Limitations & Future Work¶
- The authors acknowledge that validation was primarily on maze-like tasks ("vision-centric + automatically synthesizable rules"). While extrapolated to FrozenLake / Jigsaw / V*Bench, they plan to expand to richer task families and more VLMs.
- The conclusion depends on the task structure where "the answer itself is a grounding sequence" (mazes/paths/puzzles). For tasks where answers are not spatial sequences and require heavy linguistic deduction (e.g., visual math, chart understanding), whether "short is long" holds remains unverified—language CoT might still be irreplaceable there.
- Only a single base model (Qwen2.5-VL-7B) was used; the "optimal minimal grounding" threshold might vary for models of different scales or different pre-trained grounding capabilities.
Related Work & Insights¶
- vs Long CoT / Visual CoT Mainstream Narratives (o3 "think with image", etc.): Mainstream belief holds that more externalization and longer chains are better. This paper provides a counterexample via controlled experiments—Visual CoT only accelerates but does not improve final effectiveness, and verbosity can harm generalization, correcting the over-optimism that "Visual CoT is universally stronger."
- vs Grounding CoT Work (Binding language to visual evidence via bbox/point/line): This study goes beyond using grounding to pushing it to the limit (G-CoT-least), proving explicit coordinate systems are not required as models can perform spatial reasoning in implicit latent spaces.

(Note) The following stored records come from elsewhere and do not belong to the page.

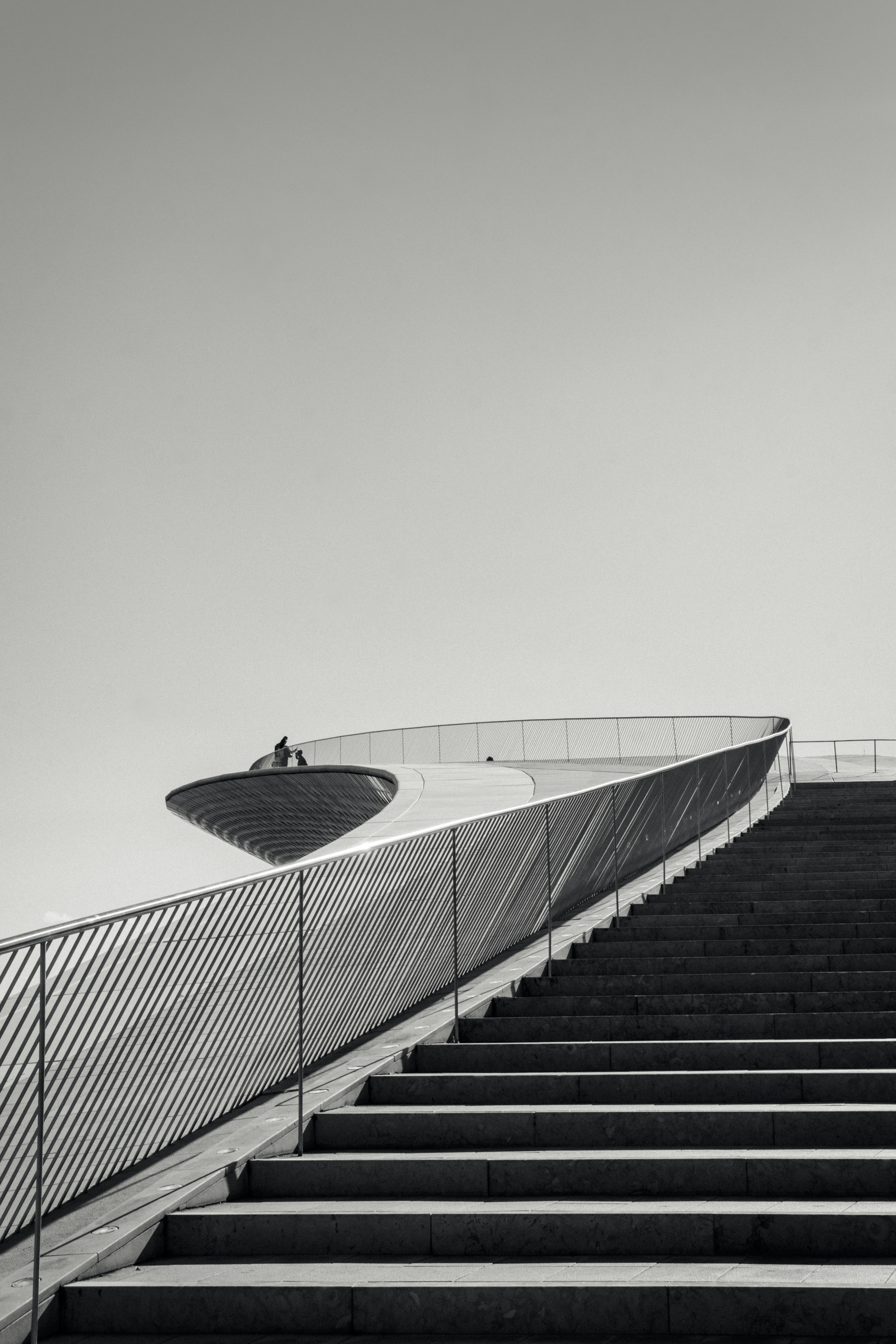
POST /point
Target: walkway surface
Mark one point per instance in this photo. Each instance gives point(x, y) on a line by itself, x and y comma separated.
point(690, 1128)
point(845, 769)
point(448, 795)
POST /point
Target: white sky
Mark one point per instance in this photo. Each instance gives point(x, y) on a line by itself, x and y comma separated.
point(385, 363)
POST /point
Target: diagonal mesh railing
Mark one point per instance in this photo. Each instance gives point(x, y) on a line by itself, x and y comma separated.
point(163, 1018)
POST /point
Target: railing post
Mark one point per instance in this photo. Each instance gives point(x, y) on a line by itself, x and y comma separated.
point(38, 1178)
point(547, 840)
point(302, 1014)
point(793, 759)
point(457, 1008)
point(765, 765)
point(727, 807)
point(663, 812)
point(616, 869)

- vs Vision-centric RL Work: These studies observed that "RL-induced CoT in visual tasks is often very short." This paper further reveals the mechanism—RL is mainly strengthening existing grounding capabilities; once grounding is strong enough, extremely short CoT suffices.
Rating¶
- Novelty: ⭐⭐⭐⭐ The counter-intuitive "short is long" conclusion + clean variable control design provide solid mechanism insights, though no new model is proposed.

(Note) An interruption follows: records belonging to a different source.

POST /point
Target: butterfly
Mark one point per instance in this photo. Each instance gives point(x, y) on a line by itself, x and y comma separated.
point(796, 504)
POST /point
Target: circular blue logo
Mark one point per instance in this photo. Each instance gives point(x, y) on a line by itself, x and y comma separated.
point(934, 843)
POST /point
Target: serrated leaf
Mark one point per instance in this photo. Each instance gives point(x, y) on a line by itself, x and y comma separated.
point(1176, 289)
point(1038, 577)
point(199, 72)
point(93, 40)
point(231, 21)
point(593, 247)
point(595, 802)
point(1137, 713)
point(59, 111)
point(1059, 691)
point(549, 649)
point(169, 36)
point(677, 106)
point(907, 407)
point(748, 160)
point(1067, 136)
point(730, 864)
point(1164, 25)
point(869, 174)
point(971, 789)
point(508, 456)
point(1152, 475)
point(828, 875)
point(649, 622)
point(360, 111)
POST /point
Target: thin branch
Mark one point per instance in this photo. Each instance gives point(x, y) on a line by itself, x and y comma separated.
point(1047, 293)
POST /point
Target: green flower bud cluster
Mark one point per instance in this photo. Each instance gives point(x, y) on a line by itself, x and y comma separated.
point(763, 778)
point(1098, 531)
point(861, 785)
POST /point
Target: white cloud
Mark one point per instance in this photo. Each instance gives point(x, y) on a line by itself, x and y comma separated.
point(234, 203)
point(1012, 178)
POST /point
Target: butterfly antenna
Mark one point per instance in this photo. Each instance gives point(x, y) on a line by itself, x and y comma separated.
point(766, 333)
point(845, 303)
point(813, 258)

- Experimental Thoroughness: ⭐⭐⭐⭐ Fair comparison trained to convergence + multi-task extrapolation (Mazes/Games/Real VQA), though task families are still biased toward "spatial sequence answers."
- Writing Quality: ⭐⭐⭐⭐ Clear problem-hypothesis-verification structure with well-extracted take-aways.
- Value: ⭐⭐⭐⭐ Directly provides a practical guide for generalizable visual reasoning SFT data, offering high practical significance for data construction.